Harddisk blues and questions about solutions...
Michael Robinson
pluglist at plug.org
Tue Apr 1 15:25:58 MST 2003
On Saturday 29 March 2003 07:37 pm, you wrote:
> One possible solution would be to find another 10-gig or so hard
> drive.
>
> I know a couple of vendors offhand that *might* have such an item in
> stock: http://www.compgeeks.com/ or http://www.dirtcheapdrives.com/
>
> Good luck :)
Thanks, nothing there though that makes an ideal replacement. Maybe
someone else carries ATA33/66 drives. I looked at serial ATA but it was
exorbitantly expensive for what I'm trying to replace and I'd have to buy a
card which I didn't find developed long after my motherboard stopped being
produced. Thought about picking up a cheap scsi card, but there don't seem
to be any scsi drives that use ultra wide or earlier scsi technology. What
are these hard drive manufacturers smoking? You can buy a monster drive for
a new system, but getting a smaller one that will work on older machines at
an economical price without getting a tiny refurbished one is really hard.
What's the site for computer shopper magazine? Well, I guess if xosl can be
booted from a hidden partition and allow a secondary boot from
cd that I'll be going that route. My bios will be boot to lan and then C
soon as I get a flashable 3com nic. I hate to replace the motherboard
because I still use 98 which isn't supported anymore for my TI-92
usb based graph link and for games. Isn't life grand? The PC is supposed
to be designed for compatibility, the reality is that a motherboard can be
used for a workstation for only a few years because the hard drive
specifications are too short sighted.
Seems like a losing battle in many ways. It's probably not economical to
produce the older drives, especially if they don't work on the newer
machines that most people seem to be getting now.
I wonder about my dad's computer that uses an adaptec 2940UW card as
the hard drive in it can't be replaced anymore either from what I've seen.
I guess I'm wondering if the VA503+ motherboard can take a UDMA133
controller card? Maybe I should enable power management to enhance
the life of a new hard drive or put the new one in the tray and pull it out
when I'm terminal booting so that the motor doesn't wear.
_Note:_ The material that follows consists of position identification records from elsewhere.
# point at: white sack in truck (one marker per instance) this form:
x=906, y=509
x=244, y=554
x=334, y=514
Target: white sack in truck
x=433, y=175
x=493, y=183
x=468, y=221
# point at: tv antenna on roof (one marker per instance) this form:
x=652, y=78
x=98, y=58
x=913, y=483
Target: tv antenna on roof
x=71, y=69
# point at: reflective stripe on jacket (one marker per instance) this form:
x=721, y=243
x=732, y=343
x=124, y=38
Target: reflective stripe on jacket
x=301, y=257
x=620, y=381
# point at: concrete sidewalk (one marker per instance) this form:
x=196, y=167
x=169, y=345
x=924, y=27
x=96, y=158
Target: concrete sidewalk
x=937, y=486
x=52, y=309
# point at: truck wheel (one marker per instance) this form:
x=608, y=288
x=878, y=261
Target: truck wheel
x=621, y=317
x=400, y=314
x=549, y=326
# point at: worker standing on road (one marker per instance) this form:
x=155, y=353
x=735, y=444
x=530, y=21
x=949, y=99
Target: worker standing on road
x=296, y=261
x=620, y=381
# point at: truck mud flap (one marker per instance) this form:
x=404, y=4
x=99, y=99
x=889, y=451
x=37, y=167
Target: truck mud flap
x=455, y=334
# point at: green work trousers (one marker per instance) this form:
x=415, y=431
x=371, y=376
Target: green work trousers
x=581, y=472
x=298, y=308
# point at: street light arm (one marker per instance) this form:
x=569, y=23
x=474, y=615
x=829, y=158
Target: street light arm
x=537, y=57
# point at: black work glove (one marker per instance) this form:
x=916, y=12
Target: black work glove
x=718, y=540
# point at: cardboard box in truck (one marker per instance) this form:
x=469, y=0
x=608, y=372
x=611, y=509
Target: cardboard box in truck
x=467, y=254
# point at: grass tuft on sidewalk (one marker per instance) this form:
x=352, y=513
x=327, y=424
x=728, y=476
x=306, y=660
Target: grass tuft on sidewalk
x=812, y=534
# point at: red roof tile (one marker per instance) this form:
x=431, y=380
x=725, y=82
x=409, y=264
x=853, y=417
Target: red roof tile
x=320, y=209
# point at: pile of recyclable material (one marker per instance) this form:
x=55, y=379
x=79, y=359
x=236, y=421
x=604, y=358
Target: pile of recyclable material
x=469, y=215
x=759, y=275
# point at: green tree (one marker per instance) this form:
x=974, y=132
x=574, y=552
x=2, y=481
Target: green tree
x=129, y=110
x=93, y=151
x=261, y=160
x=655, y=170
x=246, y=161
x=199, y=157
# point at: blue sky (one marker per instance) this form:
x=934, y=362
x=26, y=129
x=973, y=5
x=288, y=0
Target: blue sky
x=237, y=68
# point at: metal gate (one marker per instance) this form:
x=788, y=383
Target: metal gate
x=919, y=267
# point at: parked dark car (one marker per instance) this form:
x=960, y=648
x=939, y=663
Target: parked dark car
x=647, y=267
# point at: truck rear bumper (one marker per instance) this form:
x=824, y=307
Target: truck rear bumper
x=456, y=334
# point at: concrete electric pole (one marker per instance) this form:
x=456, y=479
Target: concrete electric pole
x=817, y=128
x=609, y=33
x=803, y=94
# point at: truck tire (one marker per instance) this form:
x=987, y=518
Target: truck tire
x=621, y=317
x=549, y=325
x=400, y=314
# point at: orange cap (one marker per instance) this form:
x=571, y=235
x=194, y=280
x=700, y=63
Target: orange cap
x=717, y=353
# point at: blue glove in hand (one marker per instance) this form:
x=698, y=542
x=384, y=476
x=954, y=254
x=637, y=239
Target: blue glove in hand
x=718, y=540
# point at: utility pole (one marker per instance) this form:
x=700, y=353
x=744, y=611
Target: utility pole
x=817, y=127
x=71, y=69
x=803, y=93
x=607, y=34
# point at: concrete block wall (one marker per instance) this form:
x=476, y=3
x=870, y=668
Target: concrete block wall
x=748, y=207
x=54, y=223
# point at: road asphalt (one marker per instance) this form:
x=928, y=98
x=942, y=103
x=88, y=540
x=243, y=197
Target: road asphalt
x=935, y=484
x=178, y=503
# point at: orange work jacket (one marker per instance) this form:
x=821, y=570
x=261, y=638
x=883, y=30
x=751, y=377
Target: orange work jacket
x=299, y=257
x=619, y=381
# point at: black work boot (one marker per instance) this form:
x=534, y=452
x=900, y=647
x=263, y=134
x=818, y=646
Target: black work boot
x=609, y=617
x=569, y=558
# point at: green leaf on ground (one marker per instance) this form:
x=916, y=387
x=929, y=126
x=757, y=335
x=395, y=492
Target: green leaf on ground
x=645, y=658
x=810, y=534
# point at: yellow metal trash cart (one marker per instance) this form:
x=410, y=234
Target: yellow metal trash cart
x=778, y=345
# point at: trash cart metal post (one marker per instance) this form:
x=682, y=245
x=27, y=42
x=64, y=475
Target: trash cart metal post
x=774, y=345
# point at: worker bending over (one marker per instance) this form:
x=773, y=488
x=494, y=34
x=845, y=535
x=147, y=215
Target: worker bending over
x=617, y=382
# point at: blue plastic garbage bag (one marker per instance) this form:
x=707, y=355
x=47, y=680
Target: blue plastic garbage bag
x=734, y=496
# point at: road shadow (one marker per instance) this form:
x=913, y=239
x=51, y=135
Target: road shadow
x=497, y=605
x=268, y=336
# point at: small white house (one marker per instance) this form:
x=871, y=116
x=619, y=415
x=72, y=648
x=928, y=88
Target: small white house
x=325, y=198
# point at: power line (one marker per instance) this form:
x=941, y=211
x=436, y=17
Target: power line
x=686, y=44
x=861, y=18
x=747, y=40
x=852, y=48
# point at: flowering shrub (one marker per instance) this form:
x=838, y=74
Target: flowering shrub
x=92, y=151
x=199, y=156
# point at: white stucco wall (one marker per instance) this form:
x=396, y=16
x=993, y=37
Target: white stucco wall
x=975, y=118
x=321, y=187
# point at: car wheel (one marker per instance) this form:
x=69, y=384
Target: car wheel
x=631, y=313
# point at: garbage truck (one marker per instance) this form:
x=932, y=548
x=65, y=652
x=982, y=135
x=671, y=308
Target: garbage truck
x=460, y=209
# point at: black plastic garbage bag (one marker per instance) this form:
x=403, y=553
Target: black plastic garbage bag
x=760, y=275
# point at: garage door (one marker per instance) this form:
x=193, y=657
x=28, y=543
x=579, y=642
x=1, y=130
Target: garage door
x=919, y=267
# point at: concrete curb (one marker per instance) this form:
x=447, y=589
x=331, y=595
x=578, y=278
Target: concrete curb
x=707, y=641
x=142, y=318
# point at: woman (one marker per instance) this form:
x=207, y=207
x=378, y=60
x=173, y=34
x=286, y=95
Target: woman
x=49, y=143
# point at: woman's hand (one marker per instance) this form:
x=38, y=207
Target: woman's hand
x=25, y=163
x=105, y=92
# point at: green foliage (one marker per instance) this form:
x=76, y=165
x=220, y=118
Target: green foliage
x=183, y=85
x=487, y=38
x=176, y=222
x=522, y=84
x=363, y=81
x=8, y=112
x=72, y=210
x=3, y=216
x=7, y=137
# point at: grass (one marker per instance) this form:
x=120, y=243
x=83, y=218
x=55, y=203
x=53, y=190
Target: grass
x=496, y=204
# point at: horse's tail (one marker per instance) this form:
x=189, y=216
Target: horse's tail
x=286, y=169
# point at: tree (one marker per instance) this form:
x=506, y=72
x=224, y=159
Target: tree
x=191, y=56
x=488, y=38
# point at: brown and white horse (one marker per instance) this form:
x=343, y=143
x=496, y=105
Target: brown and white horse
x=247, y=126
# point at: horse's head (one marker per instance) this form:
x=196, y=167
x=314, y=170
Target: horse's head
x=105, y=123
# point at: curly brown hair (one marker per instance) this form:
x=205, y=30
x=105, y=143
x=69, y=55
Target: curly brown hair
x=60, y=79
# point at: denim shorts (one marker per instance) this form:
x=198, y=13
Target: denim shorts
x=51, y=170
How long does a hard drive technology stay in the market, anyone keeping
track? It seems like only yesterday that a 10-20 gig drive was a large one.
I'm surprised as adequate as some of these older machines are that there
aren't companies like there are for classic cars that produce the older
parts new.
It would drive the price up but it would sure be nice to be able to easily
remove the motor in a hard drive and replace it without destroying that
drive. I think a lot of hard drives stop working not because of bad media
or mechanical failure but because of worn out motors.
Is there a good site for general linux compatibility of motherboards so that I
can find out which one that is on the market now to buy if I go that route to
become compatible with hard drives that are new today? If I do buy new
I should be at least serial ATA ready.